The question is how to do this without harming the integrity of sustainability programs or inviting accusations that your company is cynically over-playing its good work.
You need a goal, a process, ideas and execution.
Here’s where you can start thinking about how your organisation might achieve that.
The goal
Everyone wants to maximise the value generated by any corporate spend on sustainability (and marketing, for that matter). The goal is to maximise social value, corporate reputation, brand loyalty, revenue and stakeholder engagement.
Not all projects are going to manage all of these points but aim high and you’ll be heading in the right direction.
The process
How do you create a project that does the right thing while simultaneously building brand loyalty and driving revenue?
Step 1: ask that question in the first place.
Many organisations don’t seem to. All too many companies treat sustainability as something separate, to be set up, run and PR-ed and I am yet to come across a company that always avoids this pitfall.
Could you do something that bolsters your brand and bottom line?
Step 2: align internal stakeholders from all divisions to this aim.
All too often teams beaver away without any creative or strategic input from anyone else. Co-creation accelerates innovation and gets everyone on board, leading to…
Step 3: co-create ideas that can be executed to drive sales and increase engagement with your brand while saving the world.
There are a number of techniques you might use to generate, test and launch these kinds of ideas. The main thing to remember is the resulting process/product/campaign could look nothing like your usual forms of execution. However, results can be, pound-for-pound, measurably more effective. Be brave.
The idea
Exactly what will work for you will vary according to your brand, of course. However, you can identify high-potential projects to test and execute from a fairly short list of indicators.

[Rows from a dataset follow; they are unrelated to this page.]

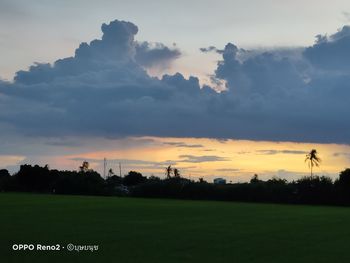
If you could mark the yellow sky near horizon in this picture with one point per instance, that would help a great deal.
(236, 160)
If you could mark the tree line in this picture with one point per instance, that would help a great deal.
(306, 190)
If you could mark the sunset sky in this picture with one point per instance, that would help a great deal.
(215, 88)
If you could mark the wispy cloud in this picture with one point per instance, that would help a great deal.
(201, 159)
(183, 145)
(273, 152)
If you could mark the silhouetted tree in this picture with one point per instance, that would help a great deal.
(84, 167)
(4, 173)
(134, 178)
(255, 179)
(176, 172)
(312, 159)
(168, 171)
(110, 172)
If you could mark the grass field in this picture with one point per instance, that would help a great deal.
(150, 230)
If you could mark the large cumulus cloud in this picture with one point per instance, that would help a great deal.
(104, 90)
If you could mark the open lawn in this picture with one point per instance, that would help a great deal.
(153, 230)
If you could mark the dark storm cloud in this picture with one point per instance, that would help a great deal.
(104, 90)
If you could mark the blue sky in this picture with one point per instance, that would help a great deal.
(77, 72)
(44, 31)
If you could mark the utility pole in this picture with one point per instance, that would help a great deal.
(104, 167)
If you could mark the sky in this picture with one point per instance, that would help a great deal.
(228, 88)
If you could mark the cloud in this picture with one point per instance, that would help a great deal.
(129, 162)
(155, 54)
(341, 154)
(183, 145)
(201, 159)
(104, 91)
(228, 170)
(273, 152)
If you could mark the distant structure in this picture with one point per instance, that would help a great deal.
(219, 181)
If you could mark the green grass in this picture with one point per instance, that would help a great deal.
(152, 230)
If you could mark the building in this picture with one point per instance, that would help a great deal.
(219, 181)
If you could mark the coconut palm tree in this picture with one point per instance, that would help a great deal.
(313, 160)
(168, 171)
(176, 172)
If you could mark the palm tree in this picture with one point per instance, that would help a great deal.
(168, 171)
(176, 172)
(313, 159)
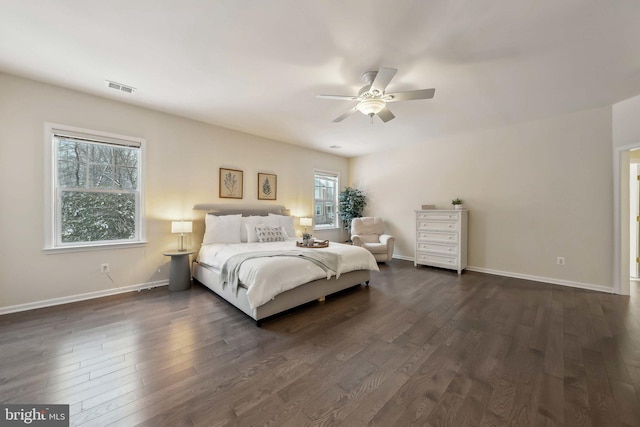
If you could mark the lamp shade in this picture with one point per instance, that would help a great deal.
(181, 226)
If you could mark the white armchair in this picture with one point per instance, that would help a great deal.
(368, 232)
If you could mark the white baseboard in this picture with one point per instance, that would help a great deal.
(80, 297)
(405, 258)
(542, 279)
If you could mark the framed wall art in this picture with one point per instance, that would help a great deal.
(230, 183)
(267, 186)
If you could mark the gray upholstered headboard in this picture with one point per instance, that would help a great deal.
(245, 210)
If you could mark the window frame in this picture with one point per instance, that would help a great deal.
(53, 239)
(336, 176)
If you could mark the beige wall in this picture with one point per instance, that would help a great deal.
(535, 191)
(183, 158)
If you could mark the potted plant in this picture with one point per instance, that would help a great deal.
(351, 203)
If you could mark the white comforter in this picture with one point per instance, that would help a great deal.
(267, 277)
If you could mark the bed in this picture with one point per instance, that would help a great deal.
(249, 257)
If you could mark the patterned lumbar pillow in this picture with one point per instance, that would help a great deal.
(267, 233)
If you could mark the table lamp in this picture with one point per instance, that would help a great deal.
(306, 222)
(181, 227)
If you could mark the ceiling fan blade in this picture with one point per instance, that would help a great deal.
(385, 115)
(345, 115)
(340, 97)
(409, 95)
(382, 79)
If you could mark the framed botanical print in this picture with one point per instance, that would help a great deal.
(230, 183)
(267, 186)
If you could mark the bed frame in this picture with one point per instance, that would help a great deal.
(311, 291)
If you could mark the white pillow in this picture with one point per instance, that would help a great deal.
(267, 233)
(222, 229)
(287, 223)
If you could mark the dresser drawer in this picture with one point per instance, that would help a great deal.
(435, 259)
(438, 216)
(438, 236)
(437, 247)
(436, 225)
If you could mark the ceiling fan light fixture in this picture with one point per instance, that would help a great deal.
(370, 107)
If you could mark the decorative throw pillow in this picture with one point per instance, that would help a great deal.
(247, 230)
(287, 222)
(250, 229)
(267, 233)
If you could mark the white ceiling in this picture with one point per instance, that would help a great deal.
(257, 66)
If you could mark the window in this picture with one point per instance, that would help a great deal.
(326, 199)
(96, 196)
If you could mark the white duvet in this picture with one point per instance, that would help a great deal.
(267, 277)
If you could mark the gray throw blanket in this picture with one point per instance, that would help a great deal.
(328, 261)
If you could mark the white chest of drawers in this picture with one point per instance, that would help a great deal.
(441, 238)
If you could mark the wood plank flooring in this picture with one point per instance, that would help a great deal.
(419, 346)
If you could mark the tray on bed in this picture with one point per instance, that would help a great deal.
(316, 244)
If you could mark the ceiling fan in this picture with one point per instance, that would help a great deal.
(372, 99)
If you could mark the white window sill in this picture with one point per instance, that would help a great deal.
(97, 247)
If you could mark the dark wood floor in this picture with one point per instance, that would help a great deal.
(420, 346)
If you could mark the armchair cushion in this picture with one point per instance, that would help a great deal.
(368, 232)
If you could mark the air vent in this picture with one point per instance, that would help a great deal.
(120, 87)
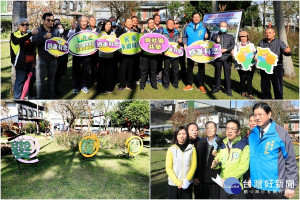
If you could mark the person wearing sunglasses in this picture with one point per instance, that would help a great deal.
(233, 159)
(46, 63)
(22, 54)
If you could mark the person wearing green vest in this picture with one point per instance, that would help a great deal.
(233, 158)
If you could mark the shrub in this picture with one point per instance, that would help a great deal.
(70, 139)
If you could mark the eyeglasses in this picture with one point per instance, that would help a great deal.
(52, 20)
(230, 128)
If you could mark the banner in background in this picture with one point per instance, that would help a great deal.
(154, 43)
(82, 43)
(130, 43)
(233, 19)
(203, 51)
(108, 43)
(57, 46)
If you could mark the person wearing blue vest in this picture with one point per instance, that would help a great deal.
(273, 167)
(193, 32)
(173, 36)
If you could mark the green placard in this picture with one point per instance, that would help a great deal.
(82, 43)
(130, 43)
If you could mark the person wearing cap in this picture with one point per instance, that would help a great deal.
(245, 75)
(279, 48)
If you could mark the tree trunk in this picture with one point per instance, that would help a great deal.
(214, 6)
(288, 66)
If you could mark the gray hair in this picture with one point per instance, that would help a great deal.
(22, 20)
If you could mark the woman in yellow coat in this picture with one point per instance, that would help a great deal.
(181, 163)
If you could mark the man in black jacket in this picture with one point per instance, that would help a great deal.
(227, 44)
(206, 152)
(279, 48)
(45, 62)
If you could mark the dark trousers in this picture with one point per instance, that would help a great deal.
(246, 76)
(227, 72)
(190, 74)
(105, 75)
(166, 71)
(182, 67)
(159, 67)
(225, 195)
(148, 62)
(80, 71)
(62, 63)
(126, 71)
(277, 82)
(21, 77)
(207, 190)
(94, 67)
(175, 193)
(267, 195)
(137, 71)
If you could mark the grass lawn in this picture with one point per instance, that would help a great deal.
(159, 177)
(61, 174)
(290, 86)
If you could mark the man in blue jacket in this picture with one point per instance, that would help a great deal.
(273, 167)
(45, 62)
(193, 32)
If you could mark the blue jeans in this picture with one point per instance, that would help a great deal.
(21, 77)
(43, 66)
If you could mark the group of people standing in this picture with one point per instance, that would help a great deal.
(106, 69)
(263, 162)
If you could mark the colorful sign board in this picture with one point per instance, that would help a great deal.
(89, 146)
(154, 43)
(83, 43)
(244, 57)
(108, 43)
(134, 145)
(174, 50)
(203, 51)
(57, 46)
(233, 19)
(266, 59)
(130, 43)
(24, 148)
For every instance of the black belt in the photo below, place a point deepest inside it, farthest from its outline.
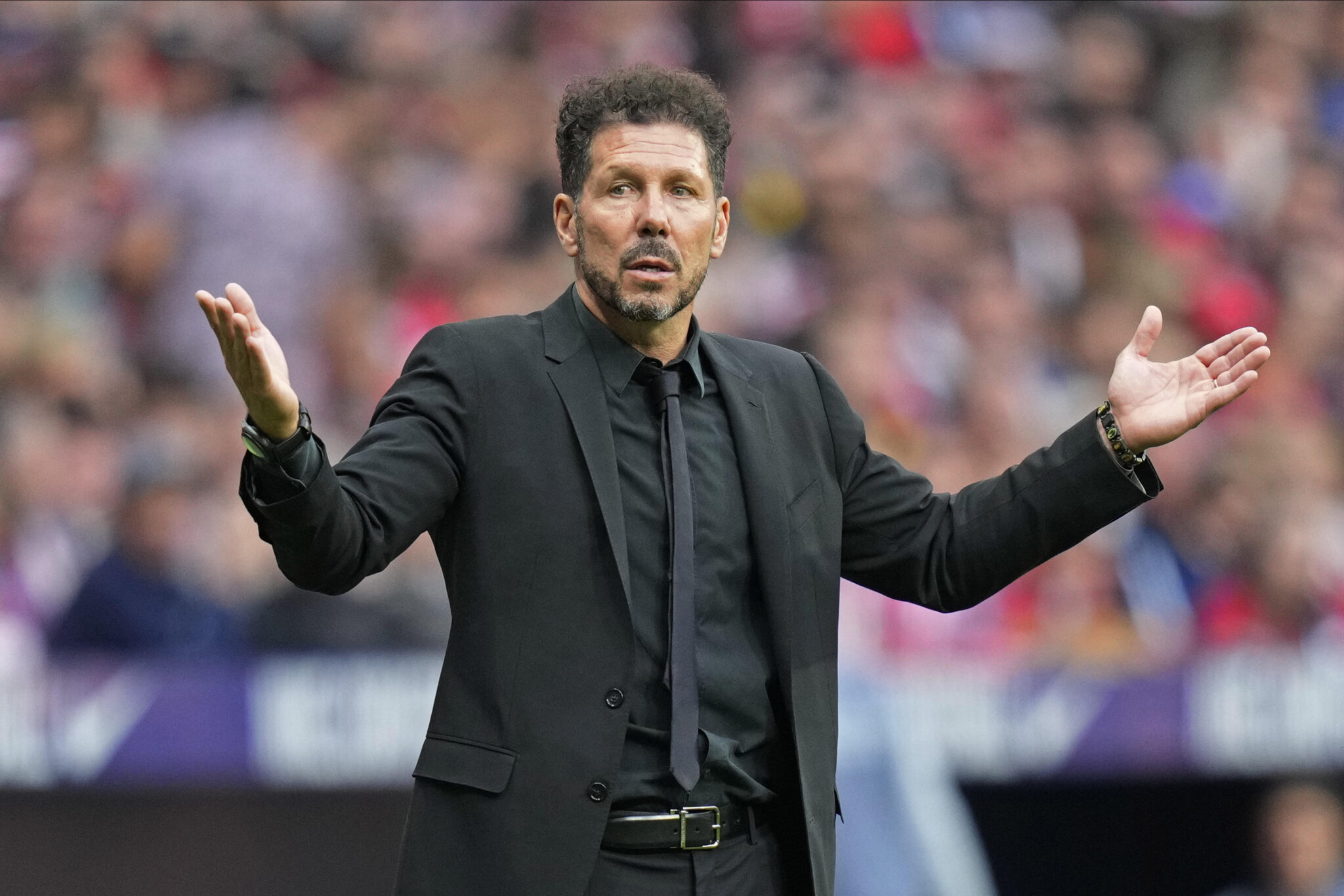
(690, 828)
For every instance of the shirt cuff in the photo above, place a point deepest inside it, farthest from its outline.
(1143, 476)
(292, 472)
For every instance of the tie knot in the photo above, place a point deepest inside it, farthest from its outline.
(664, 384)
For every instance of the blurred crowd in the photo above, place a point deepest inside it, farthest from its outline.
(960, 209)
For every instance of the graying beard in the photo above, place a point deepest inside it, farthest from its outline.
(609, 292)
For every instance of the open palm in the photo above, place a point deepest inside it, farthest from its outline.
(1155, 403)
(253, 359)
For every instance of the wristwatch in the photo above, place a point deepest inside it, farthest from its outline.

To illustrate, let’s look at a project that ran with (BtB) in the run up to the UK elections in 2015.
BtB is an organisation that empowers young people to take a stake in society as active citizens, including by signing them up to vote. As part of its drive for the 2015 election, BtB wanted to run events to get young people talking about politics.
Starbucks hosted a series of the events and engaging in the project enabled the brand to boost its own CSR credentials.
The project also drove footfall, reached out to new grass roots brand ambassadors and was on message. It helped further position Starbucks as a place where people meet and as a community hub.
How might you apply such indicators to run more brand-boosting projects?
The execution
Not every brand is as close to consumers as Starbucks.
But that's no reason not to get creative. Consider how you might assist NGOs in their day-to-day activities using employees’ existing expertise, for example. That way even non-consumer-facing staff and companies can help. Many NGOs need business plans, financial planning, compliance reviews and financially astute trustees.
If it seems too big a culture-shift, try one project at a time – slowly turning the tanker. It’s actually not all that hard.
An approach incorporating co-creation can do good, drive internal engagement and promote culture change. And you’ll get more effective marketing than business-as-usual too.